California: Corona Sunrise

They say that living is easy in the summertime. And whoever "they" are must be right, because when June 1st rolls around, this easy-drinking summertime cocktail enters the bar scene. A Corona Sunrise combines a classic cocktail and your favorite beach beer. It's similar to the classic Tequila Sunrise which is a cocktail made with tequila, orange juice, and grenadine. But here's the twist: instead of orange juice as the main component, the drink is made in Snoop Dogg's favorite beer: a Corona Extra. It's a refreshing change-up that can be enjoyed anywhere from the beach to your backyard. The Corona Sunrise is best enjoyed in a relaxed atmosphere and with good company.

Here's why it works: Corona is a relatively light beer and slightly bitter, with an ABV of only 4.5%, which is what makes it everyone's favorite beachside beer. The tequila adds a sharpness to the light beer and the orange juice and grenadine sweeten the whole thing up. Making it is just as easy as drinking it alone. All you have to do is take a big sip of a Corona, pour in your ingredients, and enjoy. Preferably on a beach.

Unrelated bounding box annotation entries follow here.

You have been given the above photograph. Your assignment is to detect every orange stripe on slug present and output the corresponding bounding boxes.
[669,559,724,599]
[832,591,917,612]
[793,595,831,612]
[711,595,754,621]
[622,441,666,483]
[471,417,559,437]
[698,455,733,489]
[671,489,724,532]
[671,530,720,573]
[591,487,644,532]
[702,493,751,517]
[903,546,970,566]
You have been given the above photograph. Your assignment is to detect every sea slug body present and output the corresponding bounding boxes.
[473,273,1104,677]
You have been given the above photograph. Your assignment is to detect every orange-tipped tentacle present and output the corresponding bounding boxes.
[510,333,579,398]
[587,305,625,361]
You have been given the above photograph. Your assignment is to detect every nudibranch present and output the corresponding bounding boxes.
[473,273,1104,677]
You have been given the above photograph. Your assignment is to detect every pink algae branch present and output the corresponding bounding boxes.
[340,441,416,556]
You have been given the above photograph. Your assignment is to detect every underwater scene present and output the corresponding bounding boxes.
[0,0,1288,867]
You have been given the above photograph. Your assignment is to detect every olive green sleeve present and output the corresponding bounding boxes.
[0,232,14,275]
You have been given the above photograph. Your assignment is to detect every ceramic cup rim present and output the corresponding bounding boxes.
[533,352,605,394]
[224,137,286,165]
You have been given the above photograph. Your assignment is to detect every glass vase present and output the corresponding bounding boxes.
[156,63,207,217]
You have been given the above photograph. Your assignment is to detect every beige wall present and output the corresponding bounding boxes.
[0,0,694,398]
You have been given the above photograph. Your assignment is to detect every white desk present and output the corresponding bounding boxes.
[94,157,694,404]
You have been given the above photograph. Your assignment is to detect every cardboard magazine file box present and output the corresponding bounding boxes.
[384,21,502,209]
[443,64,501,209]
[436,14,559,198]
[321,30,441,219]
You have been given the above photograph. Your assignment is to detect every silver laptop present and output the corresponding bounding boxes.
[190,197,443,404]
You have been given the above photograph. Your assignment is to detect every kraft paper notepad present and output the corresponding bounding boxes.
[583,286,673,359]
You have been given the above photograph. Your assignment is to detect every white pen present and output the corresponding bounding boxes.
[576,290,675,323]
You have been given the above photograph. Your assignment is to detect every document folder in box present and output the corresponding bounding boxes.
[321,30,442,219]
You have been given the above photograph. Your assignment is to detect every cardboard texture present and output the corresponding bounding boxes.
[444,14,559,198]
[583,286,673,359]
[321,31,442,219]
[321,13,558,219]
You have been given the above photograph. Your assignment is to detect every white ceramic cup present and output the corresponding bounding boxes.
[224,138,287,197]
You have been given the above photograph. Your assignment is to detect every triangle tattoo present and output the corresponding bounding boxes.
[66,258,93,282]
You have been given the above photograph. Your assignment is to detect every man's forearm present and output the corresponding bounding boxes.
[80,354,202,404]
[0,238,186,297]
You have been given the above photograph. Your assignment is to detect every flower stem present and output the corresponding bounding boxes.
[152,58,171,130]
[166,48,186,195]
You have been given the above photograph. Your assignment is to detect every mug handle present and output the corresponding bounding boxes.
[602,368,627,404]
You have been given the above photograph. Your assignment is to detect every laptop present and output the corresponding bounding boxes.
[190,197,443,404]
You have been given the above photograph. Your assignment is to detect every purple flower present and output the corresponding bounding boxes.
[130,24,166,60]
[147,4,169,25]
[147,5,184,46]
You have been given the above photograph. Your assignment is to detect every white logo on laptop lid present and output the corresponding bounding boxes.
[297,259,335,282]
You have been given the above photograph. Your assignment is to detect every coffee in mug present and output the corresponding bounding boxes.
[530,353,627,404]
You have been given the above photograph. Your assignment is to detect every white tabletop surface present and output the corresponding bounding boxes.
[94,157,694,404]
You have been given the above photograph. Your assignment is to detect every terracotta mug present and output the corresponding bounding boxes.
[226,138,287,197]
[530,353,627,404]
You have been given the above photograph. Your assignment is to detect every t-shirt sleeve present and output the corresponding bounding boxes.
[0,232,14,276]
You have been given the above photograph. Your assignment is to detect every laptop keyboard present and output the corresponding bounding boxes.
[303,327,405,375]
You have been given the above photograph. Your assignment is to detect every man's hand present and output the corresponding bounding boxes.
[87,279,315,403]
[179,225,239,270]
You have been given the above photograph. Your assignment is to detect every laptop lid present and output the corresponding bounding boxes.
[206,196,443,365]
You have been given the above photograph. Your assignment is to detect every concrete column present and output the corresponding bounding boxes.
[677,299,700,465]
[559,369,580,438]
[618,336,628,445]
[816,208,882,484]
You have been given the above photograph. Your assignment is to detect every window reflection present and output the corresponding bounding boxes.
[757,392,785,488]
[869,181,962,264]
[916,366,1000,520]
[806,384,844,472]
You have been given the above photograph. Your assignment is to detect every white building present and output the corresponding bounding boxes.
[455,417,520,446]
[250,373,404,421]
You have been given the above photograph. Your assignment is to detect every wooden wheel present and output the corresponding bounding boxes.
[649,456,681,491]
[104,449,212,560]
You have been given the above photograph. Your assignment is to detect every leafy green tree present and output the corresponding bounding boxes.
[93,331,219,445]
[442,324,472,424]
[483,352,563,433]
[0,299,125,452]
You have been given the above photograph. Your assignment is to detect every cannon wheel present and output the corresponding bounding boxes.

Ireland: Dublin stout and cream

The Dublin stout and cream, also known as the Dublin Drop, is an Irish fan favorite. Here's how to make it. Pour Irish cream into the bottom of a shot glass. Then, carefully layer Jameson on top. Get your Guinness ready, drop in your shot, and drink as fast as you possibly can. Don't let your drink sit unless you want to end up with curdled cream in your beer.

Here's why it works: A stout is thought to be a creamier beer because of the smaller bubbles created by the use of nitrogen. The Irish cream is a natural pairing for the beer, and when paired with an Irish whisky like Jameson, the sweetness is toned down ever so slightly when the bite of whiskey kicks in. This drink is rich and indulgent which makes it perfect for anyone with a sweet tooth. Enjoy after a meal as a dessert cocktail or cozied up by the fireplace on a cold winter night. Whether you're from Ireland, passing through, or just want a little taste of the drinking culture without planning a trip, give the Dublin stout and cream a go.

Italy: Spaghett

Here's an Italian staple, the Spaghett. The Spaghett consists of a blend of beer, Aperol, and lemon juice. We consider it Italian because of the use of Aperol, an Italian bitter aperitif with a vibrant red tint and a strong citrus flavor. Its refreshing and zesty flavor profile makes it a popular choice during hot summer days. And its simplicity makes it easy for anyone to impress a crowd. You don't even need a glass. Here's how you make it.

To make the Spaghett, grab a bottle of Miller High Life, take a big ol' swig, and pour in Aperol and a squeeze of lemon juice. This combo puts a no-fuss spin on the classic Aperol Spritz, another Italian drink made with Aperol and Prosecco. The Spaghett can be enjoyed on its own or paired with your favorite Italian dishes like this Zesty Pasta Al Limone. So, whether you're lounging on a sunny terrace or dining al fresco with friends, cool off with a refreshing Spaghett and toast to la dolce vita.

U.S.: Jägerbomb

Similar to the Skittles Bomb, this next drink also swaps beer for an energy drink. The Jägerbomb, a staple in American bars and clubs, features a shot of Jägermeister dropped into an energy drink, usually a Red Bull. It gained popularity in the early 2000s — alongside MySpace and Razor scooters — and has since become synonymous with energetic nightlife and party culture. The Jägerbomb started as a German drink, with a shot of Jägermeister dropped into a beer, but the U.S. hipsters caught on and put their spin on the beverage. How trendy.

Nobody's entirely sure where the Jägerbomb truly originated. Some say it was the brainchild of the Jägermeister marketing team, trying to reach the younger crowds with a spin on the traditional German digestif. However, around the late '90s, two bars near Lake Tahoe started serving up a drink called "The Red Bull Blaster" which was a combo of, you guessed it, Red Bull and Jägermeister. So are they the inventors? Was it the marketers? The hipsters? We guess we'll never know.